Time away from competition is like trying to replicate evolution by taking an eel out of the ocean and telling it to grow legs. And lungs. Then build a house. I’ve been managing, I suppose, but it’s more by way of distraction than anything else. Training is synonymous with relative performance: when I clamp the bike to the trainer, I wonder if I’m doing enough. Am I working hard enough? Am I doing enough hard work? Am I resting enough? Did that second coke go to my cankles? Did I eat enough to make sure the effort didn’t go to waste? Who ate better? Who trained better?

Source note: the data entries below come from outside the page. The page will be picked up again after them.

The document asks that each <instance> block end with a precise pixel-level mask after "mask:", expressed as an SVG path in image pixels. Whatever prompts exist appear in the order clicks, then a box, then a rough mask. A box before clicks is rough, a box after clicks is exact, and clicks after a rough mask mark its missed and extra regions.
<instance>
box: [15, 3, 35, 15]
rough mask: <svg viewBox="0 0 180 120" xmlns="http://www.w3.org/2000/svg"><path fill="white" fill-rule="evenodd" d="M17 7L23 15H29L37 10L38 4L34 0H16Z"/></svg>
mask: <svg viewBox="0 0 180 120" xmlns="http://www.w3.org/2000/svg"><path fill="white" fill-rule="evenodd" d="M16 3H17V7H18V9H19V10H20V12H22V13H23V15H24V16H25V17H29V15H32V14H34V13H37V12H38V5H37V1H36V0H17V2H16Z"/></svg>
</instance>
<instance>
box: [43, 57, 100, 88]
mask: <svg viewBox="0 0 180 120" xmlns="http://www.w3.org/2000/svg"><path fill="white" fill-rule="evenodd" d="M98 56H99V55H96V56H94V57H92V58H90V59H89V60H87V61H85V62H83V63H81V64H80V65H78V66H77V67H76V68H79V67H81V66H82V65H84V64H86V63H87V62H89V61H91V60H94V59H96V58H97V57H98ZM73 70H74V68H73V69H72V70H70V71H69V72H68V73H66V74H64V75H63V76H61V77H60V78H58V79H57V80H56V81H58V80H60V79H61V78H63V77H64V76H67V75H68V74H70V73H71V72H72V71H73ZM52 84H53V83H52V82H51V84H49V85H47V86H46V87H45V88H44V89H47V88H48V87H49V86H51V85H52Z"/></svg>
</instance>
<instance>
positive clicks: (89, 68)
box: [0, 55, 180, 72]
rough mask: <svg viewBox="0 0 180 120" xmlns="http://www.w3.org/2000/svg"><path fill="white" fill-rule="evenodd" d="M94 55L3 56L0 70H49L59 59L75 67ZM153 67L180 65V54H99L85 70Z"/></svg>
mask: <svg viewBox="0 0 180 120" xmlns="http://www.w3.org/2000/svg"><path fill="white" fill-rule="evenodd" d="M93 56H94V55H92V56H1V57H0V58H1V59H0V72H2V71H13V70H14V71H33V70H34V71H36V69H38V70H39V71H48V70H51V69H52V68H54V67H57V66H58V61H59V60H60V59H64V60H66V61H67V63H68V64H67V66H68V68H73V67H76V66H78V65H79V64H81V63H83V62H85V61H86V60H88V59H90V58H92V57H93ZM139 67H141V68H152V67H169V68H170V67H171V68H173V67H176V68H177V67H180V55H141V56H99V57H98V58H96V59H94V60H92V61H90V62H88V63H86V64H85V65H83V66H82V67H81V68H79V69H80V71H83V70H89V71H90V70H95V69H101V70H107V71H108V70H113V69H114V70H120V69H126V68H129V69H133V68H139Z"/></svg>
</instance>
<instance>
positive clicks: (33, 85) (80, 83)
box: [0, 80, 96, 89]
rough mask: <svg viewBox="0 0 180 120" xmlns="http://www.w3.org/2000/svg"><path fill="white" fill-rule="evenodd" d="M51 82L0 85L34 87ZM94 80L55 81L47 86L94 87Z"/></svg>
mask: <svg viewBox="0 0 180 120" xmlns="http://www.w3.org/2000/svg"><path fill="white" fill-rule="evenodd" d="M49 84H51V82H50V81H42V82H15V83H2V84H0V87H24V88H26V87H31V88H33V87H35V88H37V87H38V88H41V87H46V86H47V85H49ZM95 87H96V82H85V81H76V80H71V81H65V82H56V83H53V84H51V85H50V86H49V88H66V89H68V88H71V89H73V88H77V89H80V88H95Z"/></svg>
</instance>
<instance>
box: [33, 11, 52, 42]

I am a carnival of insecurity. So much for Manly ‘n Shit.
No sin is safe and no good deed goes unpunished. In April, I will know where I stand. I will have found my way to finish lines with hundreds of other racers and done well or not. But in February, it’s all anxiety and nerves and second guessing.
And so I’ve been filling my time with Other Things. There are things Out There that are interesting and aren’t bike racing. Who knew? I now own a Triumph motorcycle, which is like earning a degree in electrical engineering every day. And I fixed up my Suzuki so that I have a motorcycle to ride. I started a blog. And I’ve been exploring some of the, previously wholly unbeknownest to me, finer establishments the area has to offer. And some of the not-so-fine. And I have a renewed interest in cars. Of all things… cars? The last time I was interested in a nice car was. Erm. I got my motorcycle license in… 2004? The Lady is even helping with my wardrobe.
Shut up. At least I know I can’t dress myself.
It almost resembles balance. And I’ve heard that balance is a pretty healthy thing. That should make me faster, right? Black Hills is March 25th. Then I can start beating myself up for not having sprinted harder or for letting that gap open. But at least if will be something I can process. And maybe I’ll hang on to a couple of these other neat discoveries.